Monday, December 14, 2015

September 1, 2009: Viola: solo & obbligato

The last time pianist Hillary Nordwell, violist Alexa Beattie, and soprano Ann Moss gave a Noontime Concerts™ recital at Old St. Mary's Cathedral, they divided the program between a song recital by Moss and a viola sonata by Beattie.  This time they performed as a more integrated group with song settings by Vartan Aghababian, two from 1988 and two from 2001.  Unless I am mistaken (which can happen where new compositions are concerned), these were the same songs that they presented at the San Francisco Conservatory of Music when Beattie gave her Certificate Recital last May, in which case they were certainly worth hearing again (which, as I have said before, is the best thing that can happen to unfamiliar new works of music).  Aghababian seems to have a preference for the texts of highly reflective poets.  The two poets familiar to me, Richard Wilbur and Villiers de l'Isle Adam (also set by Gabriel Fauré), were selected for his 2001 set.  The poets of the 1988 set were new to me but interesting enough to whet my appetite.  Jones Very was a nineteenth-century American Transcendentalist whose poetic descriptions of nature provide an excellent complement to the prose of Henry David Thoreau (whose texts were set in a radically different way by John Cage).  The other poet, Rachel Field, received more recognition for her fiction for both young adults and grown-ups (All This and Heaven Too);  and, in the domain of classical music trivia, she wrote the English lyrics for the version of Franz Schubert's "Ave Maria" used in the Disney film Fantasia.

All four of the texts that Aghababian selected speak from the heart and to the heart.  His use of obbligato viola to complement the soprano voice line highlights the expressiveness of the text without undue emphasis.  We may assume that Beattie and Moss have been working together on this material for at least half a year, and they have homed in on the intimacy of that expressiveness.  Moss further contributed to the mix with minimal physical dramatic expression, which also served to highlight without emphasis.  This is the kind of setting that enhances our appreciation for poetry, particularly when the poems are unfamiliar.

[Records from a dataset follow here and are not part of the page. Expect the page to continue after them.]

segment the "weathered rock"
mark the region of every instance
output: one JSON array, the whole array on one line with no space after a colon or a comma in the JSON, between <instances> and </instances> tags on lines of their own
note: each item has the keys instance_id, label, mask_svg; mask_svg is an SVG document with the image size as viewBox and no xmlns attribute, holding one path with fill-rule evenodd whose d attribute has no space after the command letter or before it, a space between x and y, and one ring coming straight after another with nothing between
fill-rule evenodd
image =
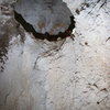
<instances>
[{"instance_id":1,"label":"weathered rock","mask_svg":"<svg viewBox=\"0 0 110 110\"><path fill-rule=\"evenodd\" d=\"M14 9L36 32L51 35L65 32L73 15L63 0L18 0Z\"/></svg>"},{"instance_id":2,"label":"weathered rock","mask_svg":"<svg viewBox=\"0 0 110 110\"><path fill-rule=\"evenodd\" d=\"M0 110L110 110L110 2L79 1L75 41L36 40L0 10Z\"/></svg>"}]
</instances>

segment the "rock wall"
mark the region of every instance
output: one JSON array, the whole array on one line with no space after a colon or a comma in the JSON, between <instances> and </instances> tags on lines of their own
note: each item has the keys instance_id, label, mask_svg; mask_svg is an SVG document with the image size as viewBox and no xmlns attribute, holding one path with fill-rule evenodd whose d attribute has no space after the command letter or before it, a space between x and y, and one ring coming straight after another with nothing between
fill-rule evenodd
<instances>
[{"instance_id":1,"label":"rock wall","mask_svg":"<svg viewBox=\"0 0 110 110\"><path fill-rule=\"evenodd\" d=\"M0 4L0 110L110 110L110 2L65 2L74 40L57 42L36 40Z\"/></svg>"}]
</instances>

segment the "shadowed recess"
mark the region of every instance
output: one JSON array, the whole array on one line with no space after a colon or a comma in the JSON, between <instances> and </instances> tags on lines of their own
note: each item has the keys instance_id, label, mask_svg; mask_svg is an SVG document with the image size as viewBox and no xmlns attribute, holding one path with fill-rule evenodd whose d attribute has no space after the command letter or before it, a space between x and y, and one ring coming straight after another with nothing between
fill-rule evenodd
<instances>
[{"instance_id":1,"label":"shadowed recess","mask_svg":"<svg viewBox=\"0 0 110 110\"><path fill-rule=\"evenodd\" d=\"M36 38L40 40L48 40L48 41L57 41L58 37L65 38L67 36L70 36L74 28L75 28L75 21L74 21L74 15L70 16L70 25L65 32L59 32L57 35L50 35L50 33L38 33L35 31L32 24L28 23L20 13L14 11L14 19L24 28L24 30L29 33L32 33Z\"/></svg>"}]
</instances>

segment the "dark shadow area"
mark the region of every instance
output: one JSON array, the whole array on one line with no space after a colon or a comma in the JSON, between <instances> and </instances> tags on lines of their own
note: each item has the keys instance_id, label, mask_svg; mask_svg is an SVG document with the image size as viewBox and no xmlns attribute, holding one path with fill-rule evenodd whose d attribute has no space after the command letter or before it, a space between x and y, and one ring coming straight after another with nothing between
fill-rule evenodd
<instances>
[{"instance_id":1,"label":"dark shadow area","mask_svg":"<svg viewBox=\"0 0 110 110\"><path fill-rule=\"evenodd\" d=\"M48 40L48 41L57 41L58 37L65 38L67 36L70 36L73 29L75 28L75 18L74 15L70 16L70 25L65 32L59 32L57 35L50 35L47 32L45 34L38 33L35 31L35 29L28 23L20 13L14 11L14 19L24 28L24 30L29 33L32 33L35 38L40 40Z\"/></svg>"}]
</instances>

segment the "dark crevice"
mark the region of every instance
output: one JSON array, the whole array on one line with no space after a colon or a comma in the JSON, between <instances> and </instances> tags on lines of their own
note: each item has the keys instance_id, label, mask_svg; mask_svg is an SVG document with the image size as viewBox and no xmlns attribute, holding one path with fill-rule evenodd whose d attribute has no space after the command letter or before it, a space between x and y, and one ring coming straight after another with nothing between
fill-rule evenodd
<instances>
[{"instance_id":1,"label":"dark crevice","mask_svg":"<svg viewBox=\"0 0 110 110\"><path fill-rule=\"evenodd\" d=\"M48 40L48 41L57 41L58 37L65 38L67 36L70 36L73 29L75 28L75 21L74 21L74 15L70 16L70 25L65 32L59 32L57 35L50 35L47 32L45 34L38 33L35 31L33 25L28 23L20 13L14 11L14 19L24 28L24 30L29 33L32 33L35 38L40 40Z\"/></svg>"}]
</instances>

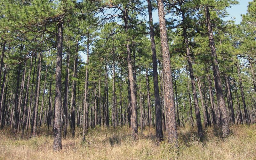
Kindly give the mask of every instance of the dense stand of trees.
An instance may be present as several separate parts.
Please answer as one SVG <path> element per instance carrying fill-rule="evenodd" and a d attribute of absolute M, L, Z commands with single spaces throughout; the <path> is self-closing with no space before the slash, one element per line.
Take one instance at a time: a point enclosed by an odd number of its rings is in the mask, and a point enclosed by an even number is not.
<path fill-rule="evenodd" d="M 240 24 L 222 19 L 235 0 L 147 1 L 2 1 L 1 127 L 52 128 L 58 151 L 79 128 L 83 140 L 97 126 L 135 139 L 154 128 L 177 147 L 186 124 L 202 139 L 255 123 L 256 1 Z"/>

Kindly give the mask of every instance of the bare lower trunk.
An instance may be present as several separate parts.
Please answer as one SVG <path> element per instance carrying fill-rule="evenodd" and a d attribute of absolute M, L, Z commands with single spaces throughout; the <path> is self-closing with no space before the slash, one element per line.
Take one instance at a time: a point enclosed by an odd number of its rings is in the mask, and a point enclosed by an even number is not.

The genre also seems to have appealed to Jake Heggie, who is building up an impressive repertoire in the art song domain.  The same ensemble performed his setting of "My True Love Hath My Heart," by Sir Philip Sidney, a poet decidedly different from those selected by Aghababian in many ways.  Nevertheless, Heggie, too, understood the rhetorical relationship that could be established between viola and voice.  What he did not grasp quite as strongly was Sidney's idiosyncratic approach to syntax and the impact of that syntax on the differentiation between the embellishing and the embellished in the text.  However, this was a minor flaw, for which Moss' dramatic intuitions provided adequate compensation.

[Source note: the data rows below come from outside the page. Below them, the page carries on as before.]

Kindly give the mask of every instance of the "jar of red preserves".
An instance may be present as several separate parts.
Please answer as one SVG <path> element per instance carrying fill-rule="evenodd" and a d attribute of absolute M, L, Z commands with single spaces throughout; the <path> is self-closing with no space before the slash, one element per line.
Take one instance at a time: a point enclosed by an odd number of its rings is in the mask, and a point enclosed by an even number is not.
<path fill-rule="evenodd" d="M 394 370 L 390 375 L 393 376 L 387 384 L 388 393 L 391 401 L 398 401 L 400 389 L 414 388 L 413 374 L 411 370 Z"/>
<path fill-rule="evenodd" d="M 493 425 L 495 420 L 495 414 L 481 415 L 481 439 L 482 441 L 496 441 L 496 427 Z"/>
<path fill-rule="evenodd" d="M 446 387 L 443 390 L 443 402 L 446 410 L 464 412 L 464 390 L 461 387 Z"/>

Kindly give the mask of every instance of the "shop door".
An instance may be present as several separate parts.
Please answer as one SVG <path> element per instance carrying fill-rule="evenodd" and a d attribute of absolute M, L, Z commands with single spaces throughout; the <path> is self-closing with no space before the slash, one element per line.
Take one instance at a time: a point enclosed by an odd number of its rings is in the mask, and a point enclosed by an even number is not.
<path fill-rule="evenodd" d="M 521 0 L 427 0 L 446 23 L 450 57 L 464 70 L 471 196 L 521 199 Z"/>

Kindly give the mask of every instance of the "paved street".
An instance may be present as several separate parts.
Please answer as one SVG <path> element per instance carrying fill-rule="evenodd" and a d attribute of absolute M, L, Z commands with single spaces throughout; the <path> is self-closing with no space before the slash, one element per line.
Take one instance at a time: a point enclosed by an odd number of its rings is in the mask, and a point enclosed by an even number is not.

Both Moss and Beattie also took their own solo turns.  Moss sang four Aghababian settings of poems from When We Were Very Young by Alan Alexander Milne (better known as A. A. Milne, the creator of the stories about Winnie-the-Pooh, known more formally as "Edward Bear" and first introduced to readers of all ages as "Winnie-ther-Pooh").  Aghababian set these Milne texts in 2002, perhaps because he felt that, having plumbed the depths of the human heart, he could take on a bit of whimsy, which best described three of the settings:  "The Christening" (of a dormouse), "Lines and Squares" (and more menacing bears), and "Spring Morning."  The fourth poem, "The Mirror," was another reflection on nature, capturing impressions similar to those of Very in far less than half as many words.  Moss had no trouble delivering the whimsical in her performance, again with a minimum of physical motion judiciously applied.

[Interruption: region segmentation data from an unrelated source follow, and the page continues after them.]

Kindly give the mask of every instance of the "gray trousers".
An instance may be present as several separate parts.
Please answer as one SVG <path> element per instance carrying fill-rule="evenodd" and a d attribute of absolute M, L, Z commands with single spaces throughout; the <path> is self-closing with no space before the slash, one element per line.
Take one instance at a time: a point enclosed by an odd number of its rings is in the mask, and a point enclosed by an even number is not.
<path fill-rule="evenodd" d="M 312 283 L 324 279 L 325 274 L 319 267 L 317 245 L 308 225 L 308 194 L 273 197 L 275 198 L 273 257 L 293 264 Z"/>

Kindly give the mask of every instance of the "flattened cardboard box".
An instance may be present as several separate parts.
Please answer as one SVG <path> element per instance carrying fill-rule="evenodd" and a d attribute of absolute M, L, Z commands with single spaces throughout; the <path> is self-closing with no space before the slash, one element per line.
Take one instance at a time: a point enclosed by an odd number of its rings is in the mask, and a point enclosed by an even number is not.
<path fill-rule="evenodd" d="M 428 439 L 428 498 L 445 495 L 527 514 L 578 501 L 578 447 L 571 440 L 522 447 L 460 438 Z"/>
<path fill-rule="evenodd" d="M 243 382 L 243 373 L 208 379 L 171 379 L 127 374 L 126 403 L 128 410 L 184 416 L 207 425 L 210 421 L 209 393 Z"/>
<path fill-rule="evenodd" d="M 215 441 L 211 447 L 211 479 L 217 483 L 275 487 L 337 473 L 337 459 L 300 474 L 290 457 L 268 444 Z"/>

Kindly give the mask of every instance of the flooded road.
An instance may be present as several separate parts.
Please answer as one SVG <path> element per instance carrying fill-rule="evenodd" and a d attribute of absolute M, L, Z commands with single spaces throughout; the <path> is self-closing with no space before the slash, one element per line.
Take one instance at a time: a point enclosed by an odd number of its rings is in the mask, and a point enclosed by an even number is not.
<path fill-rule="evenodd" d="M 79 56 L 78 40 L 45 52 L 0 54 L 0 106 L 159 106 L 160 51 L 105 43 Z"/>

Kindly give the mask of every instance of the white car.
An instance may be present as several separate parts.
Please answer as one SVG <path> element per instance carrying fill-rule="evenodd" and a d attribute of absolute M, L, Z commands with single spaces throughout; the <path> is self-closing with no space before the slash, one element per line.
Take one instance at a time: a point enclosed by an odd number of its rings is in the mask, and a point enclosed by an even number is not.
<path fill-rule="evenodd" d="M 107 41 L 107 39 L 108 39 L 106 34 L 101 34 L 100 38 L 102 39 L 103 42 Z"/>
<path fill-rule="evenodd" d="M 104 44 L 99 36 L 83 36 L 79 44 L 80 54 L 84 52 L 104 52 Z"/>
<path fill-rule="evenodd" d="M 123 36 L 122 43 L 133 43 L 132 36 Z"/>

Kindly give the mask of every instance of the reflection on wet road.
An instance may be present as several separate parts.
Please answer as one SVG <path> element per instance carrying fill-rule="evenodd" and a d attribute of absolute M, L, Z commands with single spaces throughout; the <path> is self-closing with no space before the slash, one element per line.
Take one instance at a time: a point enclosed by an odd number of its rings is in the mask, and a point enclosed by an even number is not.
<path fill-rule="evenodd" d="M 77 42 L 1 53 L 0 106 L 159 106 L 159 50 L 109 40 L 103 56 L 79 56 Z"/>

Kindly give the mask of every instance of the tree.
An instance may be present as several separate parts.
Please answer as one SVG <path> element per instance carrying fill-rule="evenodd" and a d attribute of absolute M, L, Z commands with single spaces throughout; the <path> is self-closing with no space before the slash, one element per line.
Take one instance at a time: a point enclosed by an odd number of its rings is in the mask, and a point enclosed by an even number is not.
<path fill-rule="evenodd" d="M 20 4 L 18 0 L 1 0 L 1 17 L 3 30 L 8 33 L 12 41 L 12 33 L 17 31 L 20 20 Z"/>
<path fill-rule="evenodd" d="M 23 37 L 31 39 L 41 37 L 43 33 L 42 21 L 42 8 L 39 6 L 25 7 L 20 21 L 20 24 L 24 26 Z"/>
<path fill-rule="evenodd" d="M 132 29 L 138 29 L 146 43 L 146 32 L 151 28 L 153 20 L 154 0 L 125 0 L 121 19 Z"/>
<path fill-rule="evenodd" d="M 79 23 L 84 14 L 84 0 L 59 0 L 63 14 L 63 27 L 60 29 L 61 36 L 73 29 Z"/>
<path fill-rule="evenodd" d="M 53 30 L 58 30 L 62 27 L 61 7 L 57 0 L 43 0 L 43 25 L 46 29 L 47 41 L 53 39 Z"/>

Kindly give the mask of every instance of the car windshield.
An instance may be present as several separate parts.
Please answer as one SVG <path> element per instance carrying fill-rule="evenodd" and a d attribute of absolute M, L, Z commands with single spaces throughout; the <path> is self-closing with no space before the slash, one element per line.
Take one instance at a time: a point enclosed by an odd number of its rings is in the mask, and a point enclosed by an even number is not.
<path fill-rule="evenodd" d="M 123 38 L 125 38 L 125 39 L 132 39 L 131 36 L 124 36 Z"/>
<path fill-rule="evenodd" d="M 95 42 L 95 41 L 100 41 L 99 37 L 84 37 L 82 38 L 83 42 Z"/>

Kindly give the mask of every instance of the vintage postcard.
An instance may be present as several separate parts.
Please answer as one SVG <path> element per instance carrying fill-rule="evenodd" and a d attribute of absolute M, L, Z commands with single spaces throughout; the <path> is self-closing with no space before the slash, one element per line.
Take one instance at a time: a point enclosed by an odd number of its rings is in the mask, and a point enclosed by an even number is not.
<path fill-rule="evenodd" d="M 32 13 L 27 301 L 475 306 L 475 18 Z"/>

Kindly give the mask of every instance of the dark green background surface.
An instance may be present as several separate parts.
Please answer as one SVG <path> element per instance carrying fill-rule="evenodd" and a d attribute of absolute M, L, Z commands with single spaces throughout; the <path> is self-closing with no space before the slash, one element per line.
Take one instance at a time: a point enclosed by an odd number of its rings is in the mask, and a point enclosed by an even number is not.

Beattie's solo performance turned back to the nineteenth century for Robert Schumann's Märchenbilder, composed in 1851.  This was a relatively prolific year for Schumann, since it included his first two violin sonatas, the revision of his fourth symphony, and his final piano trio.  This suite of four fairy-tale images perfectly complemented the rest of the program, since they were composed very much in the spirit of the songs-without-words genre that Felix Mendelssohn pursued so extensively in his piano music.  In spite of the title of the suite, no explicit fairy tales are cited.  Each composition is identified only by an expressive tempo marking:  Nicht schnell (D minor), Lebhaft (F major), Rasch (D minor), and Langsam, mit melancholischen Ausdruck (D major).  The overall structure verges on the bipolar, proceeding from and D minor moodiness to a livelier pace that eventually returns to a manic D minor, then falling back on that depressive "melancholischen Ausdruck."  Like Moss, Beattie had a feel for the dramatic progress of this cycle, effectively conveying both the depressive and the manic without giving in to excess.  Schumann may have been the only nineteenth-century composer on the program;  but his spirit was certainly at home with the contemporary composers of the vocal offerings.